Managed stripping is the single biggest culprit because Unity’s static analysis cannot follow UnityEvent reflection. The event stores the target type and method name as strings, so the method body looks unreferenced at compile time. [Preserve] and link.xml tell the linker to keep the method regardless.
Co-locating SignalAsset files with their Timeline ensures they are in the same dependency subtree that the build includes. Resources folders work too but introduce runtime-loadable overhead you may not want.

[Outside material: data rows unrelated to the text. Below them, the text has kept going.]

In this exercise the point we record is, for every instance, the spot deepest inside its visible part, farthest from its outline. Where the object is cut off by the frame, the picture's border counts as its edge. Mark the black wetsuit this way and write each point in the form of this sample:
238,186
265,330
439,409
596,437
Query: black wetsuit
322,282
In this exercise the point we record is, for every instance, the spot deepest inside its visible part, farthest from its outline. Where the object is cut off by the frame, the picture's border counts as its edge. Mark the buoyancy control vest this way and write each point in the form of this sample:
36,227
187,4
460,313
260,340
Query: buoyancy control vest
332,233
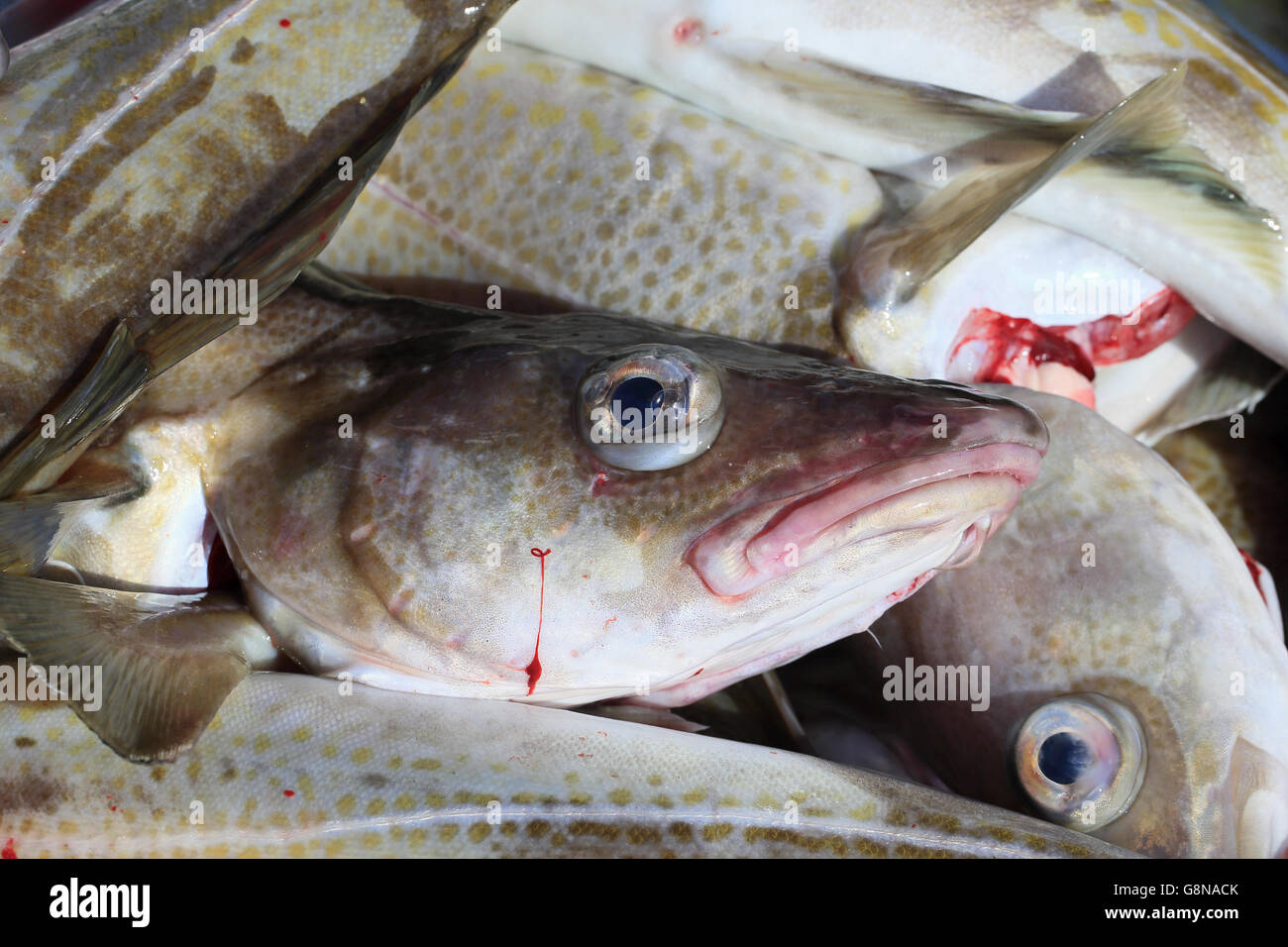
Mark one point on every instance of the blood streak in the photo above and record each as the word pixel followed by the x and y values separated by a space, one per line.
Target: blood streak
pixel 1254 569
pixel 995 347
pixel 535 668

"Silent signal failures in builds are not a Unity bug — they are a stripping outcome. Preserve your receivers and keep SignalAssets close to their Timelines."
Related Issues
If your Timeline animations drift out of sync with audio, see Fix: Unity Timeline Audio Drift in Build. For general IL2CPP stripping issues, Fix: Unity IL2CPP MethodNotFound Exception covers the broader pattern.
Editor runs on reflection; builds run on what the stripper kept. Preserve everything signals touch.